O GLOBO - 26/08
Amanhã começa uma semana em que o processo do mensalão no Supremo Tribunal Federal terá duas definições: o primeiro veredicto do plenário, com os votos dos ministros sobre as acusações do item "desvio de dinheiro público", e a definição sobre o voto do ministro Cezar Peluso, que poderá pedir para antecipá-lo integralmente quando chegar sua hora de votar ou dar apenas seu parecer sobre o tema em julgamento nessa primeira "fatia" do processo. Cabe a ele, e somente a ele, decidir se pede essa exceção ou não. Ao presidente do Supremo, ministro Ayres Britto, o regimento interno permite que autorize o pedido, sem consultar o plenário.
O mais provável é que, se Cezar Peluso se decidir a votar integralmente, já terá a certeza de que a maioria do plenário é favorável.
Por sua experiência e saber jurídico, o ministro Peluso é considerado capaz de dar o "voto médio" do Supremo, isto é, aquele voto que pode dar um balizamento no julgamento.
As circunstâncias criaram uma pressão extra sobre sua decisão, pois a próxima quinta-feira deverá ser sua última sessão no Supremo, obrigado que está por lei a se aposentar quando faz 70 anos, no dia 3 de setembro.
Com um sentido distinto daquele que o prefeito petista de São Bernardo Luiz Marinho disse sobre o ministro José Dias Toffoli, muitos consideram que Peluso "não tem o direito de não participar".
Isso por que estaria privando o STF de seu veredicto, que não se sabe qual será, mas é temido pelos réus, além de provocar uma situação que pode ser explorada por quem quer melar o julgamento.
Como é possível um juiz condenar sem dar penas, perguntam alguns, já que Peluso estará aposentado quando o STF decidir as penas.
Alguns réus serão julgados por um plenário de 11 ministros e outros com um de 10, e os que desejam criar um ambiente de descrédito no julgamento colocam isso como uma falha. Não há nada de anormal nesse fato, e outras circunstâncias, além da aposentadoria, poderiam provocar esse desfalque, que não afeta a capacidade de julgamento do STF, cujo quorum mínimo é de seis ministros.
Peluso só faz um comentário a respeito: "Vocês saberão no momento próprio". É natural que ele pese bastante sua atitude, que ficará na história do Supremo e, sobretudo, na sua biografia.
Existe uma máxima dos julgamentos, usada por um dos advogados dos réus, de que "o que não está nos autos não está na vida", a justificar os julgamentos puramente técnicos, como o alegadamente proferido pelo ministro Ricardo Lewandowski ao absolver o deputado petista João Paulo Cunha.

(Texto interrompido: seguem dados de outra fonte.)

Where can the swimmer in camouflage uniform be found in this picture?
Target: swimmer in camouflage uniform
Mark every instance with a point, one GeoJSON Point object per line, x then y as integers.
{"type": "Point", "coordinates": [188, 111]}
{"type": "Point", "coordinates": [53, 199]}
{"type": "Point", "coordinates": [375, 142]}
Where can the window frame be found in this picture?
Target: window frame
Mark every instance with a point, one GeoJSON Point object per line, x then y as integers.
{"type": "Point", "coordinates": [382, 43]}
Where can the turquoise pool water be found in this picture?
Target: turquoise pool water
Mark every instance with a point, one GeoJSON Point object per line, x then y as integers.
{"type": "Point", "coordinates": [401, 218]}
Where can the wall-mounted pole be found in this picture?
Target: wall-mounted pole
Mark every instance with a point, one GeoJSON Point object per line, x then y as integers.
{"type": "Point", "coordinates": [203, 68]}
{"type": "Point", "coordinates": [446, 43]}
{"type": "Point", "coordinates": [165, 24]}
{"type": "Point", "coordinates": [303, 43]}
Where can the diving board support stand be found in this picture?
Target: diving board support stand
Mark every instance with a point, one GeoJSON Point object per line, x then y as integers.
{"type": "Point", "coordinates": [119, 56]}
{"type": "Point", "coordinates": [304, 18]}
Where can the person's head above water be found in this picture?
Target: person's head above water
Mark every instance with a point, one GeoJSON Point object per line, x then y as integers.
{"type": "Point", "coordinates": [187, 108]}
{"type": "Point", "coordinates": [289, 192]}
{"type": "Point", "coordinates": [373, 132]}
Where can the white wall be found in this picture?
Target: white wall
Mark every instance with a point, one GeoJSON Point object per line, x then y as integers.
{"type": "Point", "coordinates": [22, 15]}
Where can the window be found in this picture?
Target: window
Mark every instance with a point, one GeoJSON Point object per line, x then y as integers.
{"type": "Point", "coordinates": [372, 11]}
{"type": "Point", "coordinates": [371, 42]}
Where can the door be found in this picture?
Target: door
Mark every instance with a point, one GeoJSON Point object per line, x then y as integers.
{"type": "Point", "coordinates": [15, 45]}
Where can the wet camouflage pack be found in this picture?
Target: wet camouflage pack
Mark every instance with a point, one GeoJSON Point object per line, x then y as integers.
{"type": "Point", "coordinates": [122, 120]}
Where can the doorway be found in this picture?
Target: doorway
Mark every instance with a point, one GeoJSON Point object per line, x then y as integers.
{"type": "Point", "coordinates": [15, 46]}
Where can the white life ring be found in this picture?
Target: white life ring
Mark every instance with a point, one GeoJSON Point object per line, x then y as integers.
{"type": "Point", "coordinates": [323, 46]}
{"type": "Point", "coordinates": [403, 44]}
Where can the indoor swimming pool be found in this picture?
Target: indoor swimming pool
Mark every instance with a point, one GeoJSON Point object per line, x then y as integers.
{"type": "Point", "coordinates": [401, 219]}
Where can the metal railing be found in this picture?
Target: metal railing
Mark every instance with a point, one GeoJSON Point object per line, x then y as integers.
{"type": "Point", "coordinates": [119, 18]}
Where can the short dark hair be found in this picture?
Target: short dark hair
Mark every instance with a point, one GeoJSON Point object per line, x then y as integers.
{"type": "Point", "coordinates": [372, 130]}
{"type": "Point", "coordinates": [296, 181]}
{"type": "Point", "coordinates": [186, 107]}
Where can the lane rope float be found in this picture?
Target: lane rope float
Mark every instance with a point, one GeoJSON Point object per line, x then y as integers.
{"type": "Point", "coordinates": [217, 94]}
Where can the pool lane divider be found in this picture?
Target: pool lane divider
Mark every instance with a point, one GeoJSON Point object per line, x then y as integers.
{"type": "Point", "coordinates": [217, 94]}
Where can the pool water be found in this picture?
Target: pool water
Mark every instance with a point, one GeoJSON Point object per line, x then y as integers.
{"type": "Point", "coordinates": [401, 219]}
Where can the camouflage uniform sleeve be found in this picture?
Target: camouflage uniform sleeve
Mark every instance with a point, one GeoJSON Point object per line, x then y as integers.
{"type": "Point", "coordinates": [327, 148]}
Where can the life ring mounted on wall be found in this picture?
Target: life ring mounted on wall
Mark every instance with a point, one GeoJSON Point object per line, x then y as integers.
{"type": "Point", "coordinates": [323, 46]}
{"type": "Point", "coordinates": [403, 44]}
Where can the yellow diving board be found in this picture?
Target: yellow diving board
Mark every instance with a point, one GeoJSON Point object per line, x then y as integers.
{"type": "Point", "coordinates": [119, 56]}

Ele diz que, nos julgamentos, cada juiz tem uma valoração sobre as provas e uma maneira diferente de interpretar a lei.
Para justificar não ter ligado o desvio de dinheiro público do Banco do Brasil, que ele condenou, à distribuição do dinheiro que Marcos Valério realizou, ele diz que não é possível fazer-se essa ligação nos autos.
Assim como quando alega que a mulher do deputado assinou um recibo no Banco Rural, não leva em conta que os recibos não eram papéis formais que seriam enviados aos órgãos fiscalizadores, mas uma contabilidade interna não oficial, quase uma "prestação de contas" do Banco Rural a Marcos Valério sobre quem pegou o dinheiro.
Esses recibos só foram descobertos anos depois das denúncias, nos arquivos do banco, sendo que o que foi para o Banco Central se referia aos saques como "pagamentos para fornecedores" da SMP&B.
Mas há outros juízes que pensam o contrário, que a vida deve influenciar a interpretação dos autos. Por isso, juízes encontrarão vários depoimentos de petistas ilustres e políticos aliados do governo dizendo que o então chefe da Casa Civil, José Dirceu, não interferia nas coisas do PT.
Mas todos eles acompanharam os primeiros anos do governo Lula e sabem o poder de que Dirceu desfrutava na máquina governamental.
No caso de João Paulo, haverá juízes que saberão fazer o nexo entre causa e efeito, e não considerarão coincidência a presença de Marcos Valério nas duas pontas. O grande teatrólogo Nelson Rodrigues, cujo centenário de nascimento comemora-se este mês, dizia que "Deus está nas coincidências".